About the Office of Research
Mission
To cultivate and support discovery, innovation, commercialization, and economic growth within the UT Health Science Center and the State of Tennessee, with the dedication to improve the health of Tennesseans, the nation, and the global community.
Vision
To become a world-class, interdisciplinary, and research-intensive health science center.
The Office of Research works to accelerate the growth of research in all UT Health Science Center colleges and at all major locations. It promotes innovative research opportunities and provides state-of-the-art infrastructure to meet the needs of our researchers, positioning them to compete successfully for extramural funding.
The Office of Research manages nine institutionally supported and subsidized core facilities located on the UT Health Science Center campus, including the Lab Animal Care Unit, the Regional Biocontainment Laboratory, the Molecular Resource Center, the Molecular Bioinformatics Core, the Flow Cytometry and Cell Sorting Core, the Proteomics and Metabolomics Core, the Research Histology Core, the Medicinal Chemistry Core, and the Advanced Imaging Core. These core facilities serve investigators based at UT Health Science Center, LeBonheur Children's Hospital, the Regional One Medical Center, and the University of Memphis (the greater Memphis area), as well as several external customers from around the U.S. and the world.
In keeping with its mission to move the university into the ranks of the top biomedical research institutions, the Office of Research oversees the development and implementation of UT Health Science Center's comprehensive research strategy. The Office of Research reported annual grant and contract awards for FY23 totaled over $100 million. The faculty of all six colleges and four campuses broke records in a number of categories, including proposal count by fiscal year and quarter.
Our strong infrastructure allowed the UT Health Science Center research enterprise to remain fully functional during the pandemic, despite the reduced campus presence. Increased staffing, improved resources, and new streamlined and automated processes allowed researchers to successfully adapt, and to advance their projects, despite the physical restrictions in place on all campuses. Specific examples include:
- New rapid review processes for proposals submitted to the Institutional Review Board and Institutional Animal Care and Use Committee
- Enhanced communication of research resources and funding opportunities
- Writing assistance to improve the quality of scientific manuscripts and grant proposals, via the creation of the Office of Scientific Writing
Our growth has also fueled by a number of initiatives the Office of Research developed to encourage collaboration among researchers statewide, nationally and globally. Some examples of winning strategies are:
- Creating fertile ground for large interdisciplinary grants by developing new research institutes and consortia, such as the Tennessee Population Health Consortium and the Institute for the Study of Host Pathogen Systems (ISHPS). The ISHPS alone received a multiyear national grant for nearly $23 million in 2017. In 2021, the Office of Research collaborated with the UT Research Foundation to secure approximately $1.2 million in funding to start the Tennessee Population Health Consortium.
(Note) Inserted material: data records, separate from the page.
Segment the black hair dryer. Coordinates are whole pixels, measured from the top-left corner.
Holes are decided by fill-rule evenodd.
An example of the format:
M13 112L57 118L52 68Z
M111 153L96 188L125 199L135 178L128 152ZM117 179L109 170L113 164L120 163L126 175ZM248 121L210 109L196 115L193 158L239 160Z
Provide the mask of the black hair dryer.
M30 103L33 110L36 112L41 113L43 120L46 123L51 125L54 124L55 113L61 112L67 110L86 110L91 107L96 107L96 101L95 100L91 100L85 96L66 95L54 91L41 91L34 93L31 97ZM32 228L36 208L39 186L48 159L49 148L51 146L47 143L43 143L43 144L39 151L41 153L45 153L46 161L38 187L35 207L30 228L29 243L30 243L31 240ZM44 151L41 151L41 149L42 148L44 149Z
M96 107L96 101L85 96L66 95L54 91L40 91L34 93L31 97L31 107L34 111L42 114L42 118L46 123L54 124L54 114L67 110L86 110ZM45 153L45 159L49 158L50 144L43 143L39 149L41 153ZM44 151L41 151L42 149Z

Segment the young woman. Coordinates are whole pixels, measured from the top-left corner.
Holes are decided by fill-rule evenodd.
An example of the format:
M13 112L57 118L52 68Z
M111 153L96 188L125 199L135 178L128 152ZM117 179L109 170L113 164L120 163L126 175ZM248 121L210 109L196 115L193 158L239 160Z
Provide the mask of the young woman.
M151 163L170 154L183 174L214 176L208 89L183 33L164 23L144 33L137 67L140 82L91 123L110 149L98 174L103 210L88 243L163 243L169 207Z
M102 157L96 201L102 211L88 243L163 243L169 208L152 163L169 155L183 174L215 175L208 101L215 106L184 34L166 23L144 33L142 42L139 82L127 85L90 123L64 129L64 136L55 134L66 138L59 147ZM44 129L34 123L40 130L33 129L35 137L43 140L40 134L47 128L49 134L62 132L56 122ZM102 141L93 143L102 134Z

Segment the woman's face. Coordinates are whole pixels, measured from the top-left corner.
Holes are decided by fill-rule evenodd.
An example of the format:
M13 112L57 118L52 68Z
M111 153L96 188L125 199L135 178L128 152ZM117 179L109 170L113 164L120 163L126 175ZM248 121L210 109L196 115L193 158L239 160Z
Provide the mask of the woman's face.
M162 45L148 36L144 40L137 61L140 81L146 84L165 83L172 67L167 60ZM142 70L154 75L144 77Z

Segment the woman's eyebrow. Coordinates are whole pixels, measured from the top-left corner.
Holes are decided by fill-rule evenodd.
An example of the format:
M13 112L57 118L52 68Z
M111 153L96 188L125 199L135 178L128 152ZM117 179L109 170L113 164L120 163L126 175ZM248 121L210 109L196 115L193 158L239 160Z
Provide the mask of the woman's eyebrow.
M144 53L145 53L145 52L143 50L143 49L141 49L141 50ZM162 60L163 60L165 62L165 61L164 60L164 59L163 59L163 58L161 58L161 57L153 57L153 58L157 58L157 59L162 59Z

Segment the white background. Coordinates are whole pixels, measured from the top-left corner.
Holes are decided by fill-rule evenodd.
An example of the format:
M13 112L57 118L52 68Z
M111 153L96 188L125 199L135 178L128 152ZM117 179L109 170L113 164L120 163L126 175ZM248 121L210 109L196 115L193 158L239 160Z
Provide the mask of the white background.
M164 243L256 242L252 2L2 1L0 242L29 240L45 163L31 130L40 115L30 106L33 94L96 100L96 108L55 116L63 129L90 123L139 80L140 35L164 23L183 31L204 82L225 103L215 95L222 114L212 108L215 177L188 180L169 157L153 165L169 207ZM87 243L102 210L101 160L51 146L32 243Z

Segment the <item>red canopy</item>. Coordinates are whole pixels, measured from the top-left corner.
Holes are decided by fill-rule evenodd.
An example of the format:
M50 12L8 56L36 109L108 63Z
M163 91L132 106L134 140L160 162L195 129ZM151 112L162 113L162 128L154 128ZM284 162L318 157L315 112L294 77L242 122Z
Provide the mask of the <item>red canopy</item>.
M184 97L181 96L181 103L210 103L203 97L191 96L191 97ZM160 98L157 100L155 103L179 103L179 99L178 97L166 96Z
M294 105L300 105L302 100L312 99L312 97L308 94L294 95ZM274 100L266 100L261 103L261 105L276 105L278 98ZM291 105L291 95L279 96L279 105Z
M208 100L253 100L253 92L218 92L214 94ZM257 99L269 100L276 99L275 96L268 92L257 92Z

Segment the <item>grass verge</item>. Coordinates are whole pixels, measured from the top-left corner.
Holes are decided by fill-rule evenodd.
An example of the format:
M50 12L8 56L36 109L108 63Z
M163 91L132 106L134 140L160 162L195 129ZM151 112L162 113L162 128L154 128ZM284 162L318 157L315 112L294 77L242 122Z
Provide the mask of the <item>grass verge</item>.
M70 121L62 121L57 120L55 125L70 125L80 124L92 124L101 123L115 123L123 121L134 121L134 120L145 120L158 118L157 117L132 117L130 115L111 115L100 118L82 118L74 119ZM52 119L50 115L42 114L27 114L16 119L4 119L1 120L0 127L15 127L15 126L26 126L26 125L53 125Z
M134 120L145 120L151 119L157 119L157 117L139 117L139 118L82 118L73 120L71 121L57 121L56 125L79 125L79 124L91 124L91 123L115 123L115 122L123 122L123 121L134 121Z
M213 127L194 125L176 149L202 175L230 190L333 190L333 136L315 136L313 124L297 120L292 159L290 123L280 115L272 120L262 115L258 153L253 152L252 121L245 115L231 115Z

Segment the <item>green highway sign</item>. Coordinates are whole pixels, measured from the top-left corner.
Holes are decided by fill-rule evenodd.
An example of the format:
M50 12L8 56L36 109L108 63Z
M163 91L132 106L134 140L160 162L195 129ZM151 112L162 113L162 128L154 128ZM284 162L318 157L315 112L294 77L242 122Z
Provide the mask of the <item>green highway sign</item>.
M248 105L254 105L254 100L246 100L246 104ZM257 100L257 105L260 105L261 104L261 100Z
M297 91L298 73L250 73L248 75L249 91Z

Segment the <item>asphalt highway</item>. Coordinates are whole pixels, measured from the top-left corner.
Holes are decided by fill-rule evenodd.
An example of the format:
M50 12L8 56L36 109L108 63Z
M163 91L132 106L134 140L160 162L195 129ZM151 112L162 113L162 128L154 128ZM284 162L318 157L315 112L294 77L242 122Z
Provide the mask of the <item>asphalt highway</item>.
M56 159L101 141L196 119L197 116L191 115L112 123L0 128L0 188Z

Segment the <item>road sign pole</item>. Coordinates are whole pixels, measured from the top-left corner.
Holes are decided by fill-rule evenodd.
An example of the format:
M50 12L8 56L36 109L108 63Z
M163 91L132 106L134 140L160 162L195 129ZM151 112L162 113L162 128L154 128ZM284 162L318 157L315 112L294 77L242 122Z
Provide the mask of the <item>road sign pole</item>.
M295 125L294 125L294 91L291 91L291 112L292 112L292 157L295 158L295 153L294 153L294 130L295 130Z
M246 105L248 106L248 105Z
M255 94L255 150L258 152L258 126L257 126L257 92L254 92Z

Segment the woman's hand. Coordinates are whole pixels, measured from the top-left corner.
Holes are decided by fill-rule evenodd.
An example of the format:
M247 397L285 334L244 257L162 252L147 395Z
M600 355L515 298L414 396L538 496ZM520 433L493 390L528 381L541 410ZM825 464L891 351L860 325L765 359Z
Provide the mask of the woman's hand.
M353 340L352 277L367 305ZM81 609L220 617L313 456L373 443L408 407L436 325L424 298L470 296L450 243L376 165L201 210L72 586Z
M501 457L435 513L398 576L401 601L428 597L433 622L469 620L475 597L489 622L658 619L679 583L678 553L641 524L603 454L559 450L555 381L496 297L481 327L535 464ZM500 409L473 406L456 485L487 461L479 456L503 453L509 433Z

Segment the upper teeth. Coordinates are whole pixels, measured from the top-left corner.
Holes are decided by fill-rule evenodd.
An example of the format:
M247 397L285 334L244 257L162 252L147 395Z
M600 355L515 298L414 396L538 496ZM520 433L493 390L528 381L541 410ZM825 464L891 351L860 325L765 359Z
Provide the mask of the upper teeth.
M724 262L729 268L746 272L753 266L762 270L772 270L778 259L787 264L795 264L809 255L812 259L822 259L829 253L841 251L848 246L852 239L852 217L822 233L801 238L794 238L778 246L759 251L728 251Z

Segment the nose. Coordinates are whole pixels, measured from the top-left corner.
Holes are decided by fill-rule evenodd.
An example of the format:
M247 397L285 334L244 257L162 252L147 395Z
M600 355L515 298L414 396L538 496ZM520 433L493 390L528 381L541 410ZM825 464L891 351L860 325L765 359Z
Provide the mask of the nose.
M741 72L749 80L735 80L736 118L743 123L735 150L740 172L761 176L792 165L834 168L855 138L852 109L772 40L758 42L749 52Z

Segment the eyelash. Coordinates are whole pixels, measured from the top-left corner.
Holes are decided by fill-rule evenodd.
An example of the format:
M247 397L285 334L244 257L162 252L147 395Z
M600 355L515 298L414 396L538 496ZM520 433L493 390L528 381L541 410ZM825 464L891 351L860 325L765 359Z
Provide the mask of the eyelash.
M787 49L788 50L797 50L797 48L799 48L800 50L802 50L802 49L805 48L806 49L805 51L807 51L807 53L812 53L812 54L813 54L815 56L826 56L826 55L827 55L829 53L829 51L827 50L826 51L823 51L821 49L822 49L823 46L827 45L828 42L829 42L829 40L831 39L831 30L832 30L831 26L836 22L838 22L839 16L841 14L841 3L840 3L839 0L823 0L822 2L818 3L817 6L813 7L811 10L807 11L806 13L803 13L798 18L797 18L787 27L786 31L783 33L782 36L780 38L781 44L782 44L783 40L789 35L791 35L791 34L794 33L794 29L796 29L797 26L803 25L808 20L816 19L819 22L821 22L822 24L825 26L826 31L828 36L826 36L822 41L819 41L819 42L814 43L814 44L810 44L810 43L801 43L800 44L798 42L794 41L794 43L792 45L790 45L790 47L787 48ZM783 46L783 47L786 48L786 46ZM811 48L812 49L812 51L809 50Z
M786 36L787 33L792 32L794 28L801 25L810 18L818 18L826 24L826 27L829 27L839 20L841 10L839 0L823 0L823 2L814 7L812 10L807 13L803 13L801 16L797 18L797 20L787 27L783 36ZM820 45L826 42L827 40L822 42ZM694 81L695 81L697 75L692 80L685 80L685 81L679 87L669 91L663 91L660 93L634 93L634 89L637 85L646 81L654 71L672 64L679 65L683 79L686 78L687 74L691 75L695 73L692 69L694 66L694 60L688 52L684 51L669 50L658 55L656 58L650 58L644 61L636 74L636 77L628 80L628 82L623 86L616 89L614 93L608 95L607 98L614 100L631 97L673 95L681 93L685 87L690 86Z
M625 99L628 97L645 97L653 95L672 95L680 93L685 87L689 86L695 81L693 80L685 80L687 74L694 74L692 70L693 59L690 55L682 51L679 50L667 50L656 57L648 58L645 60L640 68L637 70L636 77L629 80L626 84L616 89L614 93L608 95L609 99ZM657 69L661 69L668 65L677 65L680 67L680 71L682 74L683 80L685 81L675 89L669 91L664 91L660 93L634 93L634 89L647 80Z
- Recruiting faculty to establish research institutes and centers. Colleen Jonsson, PhD, was hired in 2017 to direct UT Health Science Center’s Regional Biocontainment Lab and subsequently created and directs ISHPS. Dr. Jonsson, an Endowed Van Vleet Chair of Excellence in Virology, also played a lead role in the UT Health Science Center’s response to the pandemic, converting the RBL to a COVID-19 research facility in early 2020. Her efforts over the last three years have been instrumental in helping the UT Health Science Center reach new heights in national recognition and funding, earning her a UT President’s Award in 2021. In 2017, Kenneth Ataga, PhD, an internationally recognized expert clinician and researcher in sickle cell disease, was recruited to direct the UT Health Science Center Center for Sickle Cell Disease.
- Providing new grant intramural support to investigators in need of gathering further data to strengthen resubmission of unfunded grants.